Le cru Régnié : un Beaujolais entre tendresse et caractère
L’appellation Régnié, neuvième et avant-dernière née des crus du Beaujolais (officialisée en 1988), reste trop souvent dans l’ombre de ses aînés Morgon, Fleurie ou Moulin-à-Vent. Pourtant, ce village granitique de 400 hectares recèle un vin que les connaisseurs aiment pour son équilibre entre douceur fruitée et chair subtilement épicée. Le cépage gamay, ici plus qu’ailleurs, donne des vins charmeurs, tendres dans leur jeunesse, mais capables d’une élégante évolution. La "touche Régnié", c’est avant tout cette alliance de fruits rouges croquants, de notes florales et – selon les parcelles et les élevages – d’une trame tanique fine mais présente.

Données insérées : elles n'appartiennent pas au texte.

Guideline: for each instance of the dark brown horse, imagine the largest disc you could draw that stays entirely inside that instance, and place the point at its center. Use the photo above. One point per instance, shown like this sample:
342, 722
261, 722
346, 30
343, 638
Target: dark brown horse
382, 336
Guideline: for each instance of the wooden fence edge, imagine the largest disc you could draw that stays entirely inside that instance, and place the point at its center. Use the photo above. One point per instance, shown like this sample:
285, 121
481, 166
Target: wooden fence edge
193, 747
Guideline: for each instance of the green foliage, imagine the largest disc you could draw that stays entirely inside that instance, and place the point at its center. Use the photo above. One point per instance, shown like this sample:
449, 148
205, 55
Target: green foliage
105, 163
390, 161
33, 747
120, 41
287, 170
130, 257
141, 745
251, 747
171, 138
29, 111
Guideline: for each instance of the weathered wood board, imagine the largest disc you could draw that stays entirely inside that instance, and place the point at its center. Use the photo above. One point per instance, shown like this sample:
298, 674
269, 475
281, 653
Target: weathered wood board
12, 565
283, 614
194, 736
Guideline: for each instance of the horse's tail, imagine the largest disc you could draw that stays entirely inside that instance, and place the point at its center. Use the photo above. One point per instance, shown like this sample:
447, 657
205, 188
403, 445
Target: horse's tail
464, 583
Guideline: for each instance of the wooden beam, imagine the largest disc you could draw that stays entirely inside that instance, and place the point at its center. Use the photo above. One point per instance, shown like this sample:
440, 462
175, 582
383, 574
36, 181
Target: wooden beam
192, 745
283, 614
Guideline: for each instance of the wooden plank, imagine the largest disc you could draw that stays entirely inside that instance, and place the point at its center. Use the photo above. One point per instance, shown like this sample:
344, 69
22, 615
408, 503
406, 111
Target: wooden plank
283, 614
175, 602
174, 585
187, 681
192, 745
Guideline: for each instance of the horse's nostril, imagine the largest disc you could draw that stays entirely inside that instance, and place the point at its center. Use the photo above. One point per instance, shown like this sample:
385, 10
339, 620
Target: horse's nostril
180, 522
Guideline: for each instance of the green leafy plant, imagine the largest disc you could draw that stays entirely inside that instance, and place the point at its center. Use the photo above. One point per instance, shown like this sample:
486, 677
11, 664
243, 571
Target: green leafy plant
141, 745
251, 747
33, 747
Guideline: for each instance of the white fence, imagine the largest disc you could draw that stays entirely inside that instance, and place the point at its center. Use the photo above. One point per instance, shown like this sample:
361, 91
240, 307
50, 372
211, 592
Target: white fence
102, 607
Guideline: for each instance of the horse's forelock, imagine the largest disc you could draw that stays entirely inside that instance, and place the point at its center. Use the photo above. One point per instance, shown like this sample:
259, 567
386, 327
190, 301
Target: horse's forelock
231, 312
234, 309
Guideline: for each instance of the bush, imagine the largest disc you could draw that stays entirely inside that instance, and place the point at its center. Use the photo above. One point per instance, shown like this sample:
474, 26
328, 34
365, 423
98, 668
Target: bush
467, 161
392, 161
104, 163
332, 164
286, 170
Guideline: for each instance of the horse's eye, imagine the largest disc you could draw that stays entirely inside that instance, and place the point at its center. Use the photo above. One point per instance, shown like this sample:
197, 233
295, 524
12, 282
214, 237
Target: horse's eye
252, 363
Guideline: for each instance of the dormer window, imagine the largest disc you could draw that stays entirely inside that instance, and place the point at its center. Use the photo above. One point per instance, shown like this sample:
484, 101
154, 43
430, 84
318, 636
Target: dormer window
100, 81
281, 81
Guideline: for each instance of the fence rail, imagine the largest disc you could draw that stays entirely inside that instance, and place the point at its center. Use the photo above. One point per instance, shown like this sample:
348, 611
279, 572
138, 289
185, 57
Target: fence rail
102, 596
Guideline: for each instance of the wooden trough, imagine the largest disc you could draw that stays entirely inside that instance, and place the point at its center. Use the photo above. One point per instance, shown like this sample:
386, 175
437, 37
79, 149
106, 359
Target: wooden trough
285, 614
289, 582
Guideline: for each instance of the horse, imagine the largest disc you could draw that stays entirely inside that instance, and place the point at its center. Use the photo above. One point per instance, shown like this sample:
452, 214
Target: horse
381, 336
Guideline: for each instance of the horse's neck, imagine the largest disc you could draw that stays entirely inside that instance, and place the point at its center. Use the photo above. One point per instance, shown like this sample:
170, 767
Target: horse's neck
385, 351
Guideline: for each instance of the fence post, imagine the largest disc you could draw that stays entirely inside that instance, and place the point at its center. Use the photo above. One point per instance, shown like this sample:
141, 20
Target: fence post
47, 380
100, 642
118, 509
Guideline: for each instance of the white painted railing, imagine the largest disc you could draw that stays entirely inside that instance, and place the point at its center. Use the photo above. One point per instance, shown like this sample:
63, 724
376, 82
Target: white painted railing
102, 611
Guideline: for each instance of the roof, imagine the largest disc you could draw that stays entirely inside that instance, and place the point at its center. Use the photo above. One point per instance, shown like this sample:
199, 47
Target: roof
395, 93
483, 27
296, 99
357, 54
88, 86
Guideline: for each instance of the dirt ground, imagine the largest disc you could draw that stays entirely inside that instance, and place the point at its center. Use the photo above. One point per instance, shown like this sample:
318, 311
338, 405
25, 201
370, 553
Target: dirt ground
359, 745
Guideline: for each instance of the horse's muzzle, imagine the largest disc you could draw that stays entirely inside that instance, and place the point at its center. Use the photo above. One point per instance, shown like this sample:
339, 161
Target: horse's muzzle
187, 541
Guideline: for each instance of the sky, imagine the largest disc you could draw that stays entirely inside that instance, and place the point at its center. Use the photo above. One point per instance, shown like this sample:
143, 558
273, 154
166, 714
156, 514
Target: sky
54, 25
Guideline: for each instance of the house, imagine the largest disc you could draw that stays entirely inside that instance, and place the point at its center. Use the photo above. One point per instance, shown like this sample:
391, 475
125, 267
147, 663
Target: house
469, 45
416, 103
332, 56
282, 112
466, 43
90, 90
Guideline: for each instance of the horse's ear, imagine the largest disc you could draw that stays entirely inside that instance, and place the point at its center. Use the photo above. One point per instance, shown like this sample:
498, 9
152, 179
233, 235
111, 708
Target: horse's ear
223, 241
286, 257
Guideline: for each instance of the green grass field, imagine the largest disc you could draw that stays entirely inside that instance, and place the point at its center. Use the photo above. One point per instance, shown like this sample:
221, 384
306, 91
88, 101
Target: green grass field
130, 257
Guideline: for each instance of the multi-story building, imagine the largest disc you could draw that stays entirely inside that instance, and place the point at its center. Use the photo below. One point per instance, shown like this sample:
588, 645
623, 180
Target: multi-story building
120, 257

Dans la dégustation, Régnié déploie des arômes de groseille, de mûre sauvage, parfois violette, et, plus rarement selon les millésimes, d’épices douces. En bouche, il joue une partition qui oscille entre rondeur et fraîcheur, avec une acidité contenue mais dynamisante. Sa finale, discrètement poivrée, lui confère une belle polyvalence à table. Ces traits sensoriels sont précieux pour guider le choix culinaire et composer des accords qui révéleront tout le potentiel de ce cru.
Le climat du secteur – protégé du vent du sud par la colline de la Madone – façonne un gamay qui, même sur des jeunes vignes, tire profit de sols sableux et granitiques pour mûrir sans lourdeur, gardant souplesse et vitalité. D'après l'Inter Beaujolais, on compte environ 130 vignerons attachés à cette identité singulière, dont certains en agriculture biologique ou nature (source : Inter Beaujolais, dossier "Régnié").